The name was inspired by my children who STILL ask for snacks immediately after every meal and have passed the tradition down to their younger sibling. It’s fitting because this is a place where I write about parenting, and some days being the Keeper of the Snacks feels like the gist of it.
But while the kiddos play a pretty predominant role in the blogging content, the blog is also about me. The things that inspire me and make me laugh and scare the crap out of me, the Keeper of the Snacks.
This blog is a place for me to write. I love writing. It’s how I think. It’s how I process things I’m learning. I love words and finding ways they fit together and how that togetherness changes them and makes them grow. I love starting with a thought and not knowing how to get it out but working at it anyway until I finally do. I love it when something complicated in my brain turns into something clear on paper.
And I’m a word hoarder. I love books and my house is overflowing with them. I literally hide some of them so that people won’t get freaked out by the amount of books in my house. I write this blog so that I can look back on this and see where we’ve been, either with fondness or relief or both. I write it so that my kids can look back on this some day and be horrified by what a nerd their mother was.
I love writing so much that sometimes I think about trying harder at it. You know, like, doing it. Regularly. Working at it. Trying my hand at writing a short story. Or a novel. Trying harder to promote my blog or get my work out there.

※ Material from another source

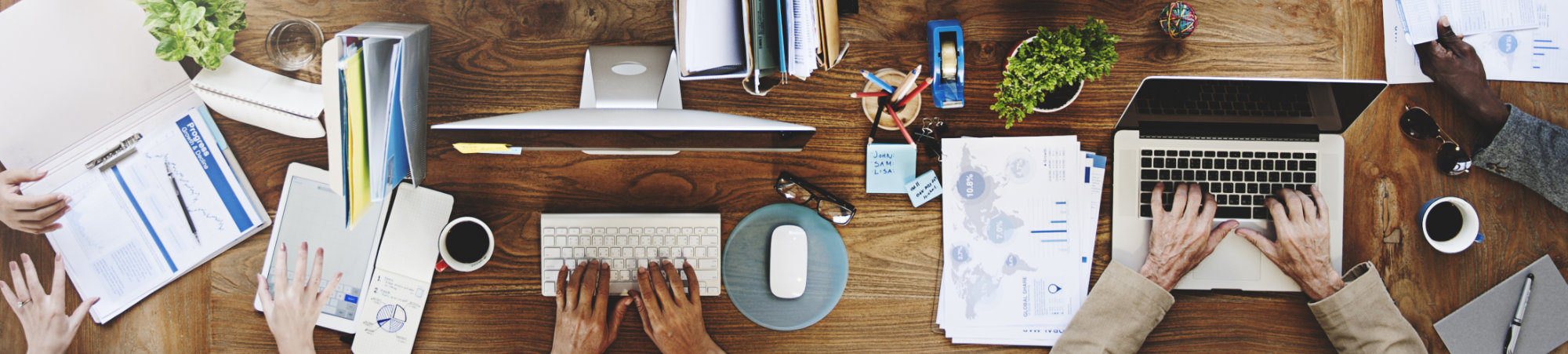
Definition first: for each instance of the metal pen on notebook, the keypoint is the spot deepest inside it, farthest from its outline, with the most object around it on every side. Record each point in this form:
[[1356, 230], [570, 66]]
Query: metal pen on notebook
[[1519, 316], [184, 210]]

But writing is scary and bravery is hard and I’ve only just started trying on the writer hat, wearing it around in my bedroom when no one is watching, seeing how it looks in the mirror.

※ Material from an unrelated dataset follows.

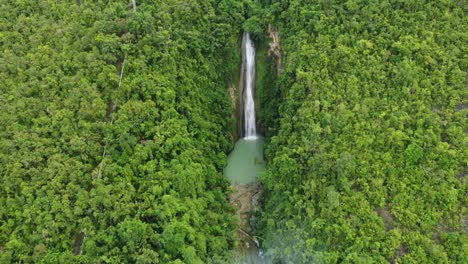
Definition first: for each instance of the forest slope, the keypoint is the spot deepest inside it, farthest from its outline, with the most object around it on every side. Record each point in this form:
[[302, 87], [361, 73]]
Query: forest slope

I have a lot of “good” reasons to be scared. What if I suck at it? What if I completely embarrass myself? Wouldn’t I be better off devoting myself to a decent job with a dependable paycheck? Maybe writing is just a hobby, you know?
And plus, I don’t really know HOW to be A Writer. I don’t know how to balance writing what I want to write with writing by the rules that will make me “successful”. I just don’t know.
So I distract myself with laundry and family calendars on the side of the fridge and I read stuff other people write and I admire them for it and I think maybe that’s fine, to just focus on the things that I should be doing instead.
But I always end up back here, writing. Even though I don’t really know how to and even though what I write sucks sometimes. I end up back here because I love it.
As I was sprucing up the blog like a lake cabin I haven’t been to in a few months, puttering around dusting and getting things back in order and thinking about what I’m even doing here, I started working on a little statement of intention.
“A blog about the joy, inspiration, and humor of motherhood… and the struggle to stay human through it all.”
I messed around with the wording a little. The first half I was fine with, but it’s after the dot dot dot that I couldn’t quite figure out how to put my thought into words. The struggle to find yourself in the journey? The journey to find yourself in the struggle? The challenge of being an individual in the midst of the greatest chaos and love of your life?
Instead I settled on “the struggle to stay human”.
Because being human means having goals and dreams and plans for your SELF, even when you barely have enough time to use the bathroom by yourself during the day.
Being human means remembering that motherhood can be the greatest gift in your life AND it still doesn’t have to be the only thing that defines you.
Being human means making mistakes and failing, at motherhood and at other things, and knowing that those mistakes don’t define you either.
Being human means being brave enough to keep showing up and doing what you love even when you aren’t sure you know how. It means being brave and human enough to learn as you go. It means being brave and human enough to do what you love even if it means being vulnerable.
It means being brave and human because you want your kids to see you being brave and human so that they know that they are capable of being brave and human too.
I don’t always know what I’m doing here or out there in the world, but I do know that I want to be brave and human enough to keep doing what I love. So I’ll write that down as my intention and I’ll post it on the side of my blog to remind myself. And the rest I’ll figure out as I go.